Open cmungall opened 8 years ago
I think we will have to deal with an 'unsatisfactory' solution in the near term, esp with a looming July deadline to clean up as much of the spurious inferences as possible. After exploring the ZFIN and MGI 'clean' gene-phenotype associations, I think these do a much better job than we could do in the near term by writing cypher filters to prevent incorrect propagations. So I concur with Chris that likely the best approach for now is to use the source 'clean' inferences as possible to overwrite our own, and do the best we can with cypher-based filters for the rest.
One issue here is that the clean files only cover gene-phenotype inferences, but in Monarch we also infer and display variant-phenotype associations. So if we use the source 'clean' files for genes, we still need to write our own cypher solution for propagation to variants that will not be totally aligned with the propagation to genes from sources. But this is fine for now, esp. as OWLSim/phenogrid operates at the gene-phenotype level, and it is more important that these are as correct and complete as possible.
Given the data we have to work with, I think the best cypher-filtering solution we could implement for July is to: (1) filter genotypes with more than one affected native gene, and of the genotypes that remain, (2) filter those with one affected gene and one or more transgenic insertion. Subsequent phenotype propagation will be performed only on the genotypes that pass these filters. This is a more conservative approach than is taken by MGI and ZFIN in generating their inferences, as they have additional rules to allow propagation if the transgenic insertion is phenotypically 'inert' (e.g. it expresses only a marker or reporter gene, or expresses only a Cre recombinase). Not having these rules to permit such genotypes to sneak through our crude filters will result in many correct propagations not being made in our data - but we don’t have the flags in our ingested data to implement these rules right now, and it is better to be conservative the inferences we make.

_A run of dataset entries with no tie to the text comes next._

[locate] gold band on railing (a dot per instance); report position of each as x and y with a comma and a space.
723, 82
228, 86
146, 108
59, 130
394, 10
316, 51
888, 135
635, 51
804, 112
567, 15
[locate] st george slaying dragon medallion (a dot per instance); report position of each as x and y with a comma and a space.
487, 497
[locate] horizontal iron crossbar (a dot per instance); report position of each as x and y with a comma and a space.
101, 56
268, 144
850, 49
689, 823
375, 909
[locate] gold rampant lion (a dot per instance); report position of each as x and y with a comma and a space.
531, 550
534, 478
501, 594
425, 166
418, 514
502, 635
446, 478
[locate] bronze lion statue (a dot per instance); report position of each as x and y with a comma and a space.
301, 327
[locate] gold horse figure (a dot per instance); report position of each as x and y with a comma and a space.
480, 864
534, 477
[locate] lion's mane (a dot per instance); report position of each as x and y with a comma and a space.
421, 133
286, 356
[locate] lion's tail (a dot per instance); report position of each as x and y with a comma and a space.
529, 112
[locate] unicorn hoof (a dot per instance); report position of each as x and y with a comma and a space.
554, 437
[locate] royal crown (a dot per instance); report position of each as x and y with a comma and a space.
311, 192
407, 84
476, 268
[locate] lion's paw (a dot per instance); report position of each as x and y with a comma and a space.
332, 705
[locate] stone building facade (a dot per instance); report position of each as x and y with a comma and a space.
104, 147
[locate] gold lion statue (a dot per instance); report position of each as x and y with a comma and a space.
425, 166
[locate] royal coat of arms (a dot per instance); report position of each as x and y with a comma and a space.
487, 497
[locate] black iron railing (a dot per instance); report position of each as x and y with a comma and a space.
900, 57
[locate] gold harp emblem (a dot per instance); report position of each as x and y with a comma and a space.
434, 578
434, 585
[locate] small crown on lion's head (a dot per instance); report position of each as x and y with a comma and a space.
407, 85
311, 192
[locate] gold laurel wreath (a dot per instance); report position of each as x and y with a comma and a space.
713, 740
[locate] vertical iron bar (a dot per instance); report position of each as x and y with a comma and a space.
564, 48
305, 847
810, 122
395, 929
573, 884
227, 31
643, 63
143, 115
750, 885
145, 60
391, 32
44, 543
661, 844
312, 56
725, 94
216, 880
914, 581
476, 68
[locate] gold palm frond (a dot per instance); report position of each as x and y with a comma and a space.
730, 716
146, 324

In summary (essentially agreeing with Chris here), let's:
@kshefchek does the short term plan here sound reasonable and feasible, given what cypher and our processing capability can do?
This is a good summary.
Short term plan: One possible variant of the above is to make source-specific clean/pre-asserted files ourselves for sources that don't provide them, and to do this at dipper time. This makes the cypher processing simpler (and we can work on the cypher queries without disrupting things). It's slightly unsatisfactory in the we end up burying the logic in the python rather than having it declarative. But it may be the simplest thing (or it may turn out to be harder, especially if the processing requires joining of >1 file). I'm not familiar enough with the code to make the call, but just wanted to put the option out there.

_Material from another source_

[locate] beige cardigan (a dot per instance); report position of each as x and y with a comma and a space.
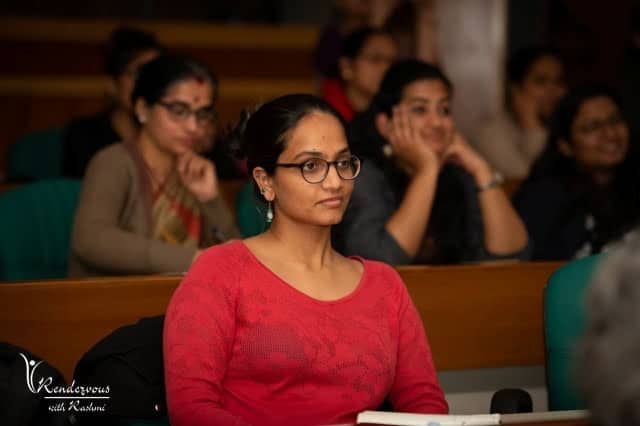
111, 231
508, 148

Note sure if this is the best ticket to add this, but an example of MGI derivation rules: http://f1000research.com/posters/5-742
Where are we on this? This came up on the AGR call today. @pnrobinson @selewis
There's a lot in this ticket. To answer the original question:
- If an asserted inference is provided, ingest it in addition to our precise modeling
This our current approach, this is implemented for ZFIN and MGI
- use this as a gold standard to test our own inference rules (or alternately, to test where the source-asserted inferences lack sufficient precision or discriminatory ability; e.g. the double mutant use case)
This is a good idea and will be helpful when we adjust our inference approach. We already know we have issues with transgenic elements and double mutants (although fingers crossed this fixes the transgene issue.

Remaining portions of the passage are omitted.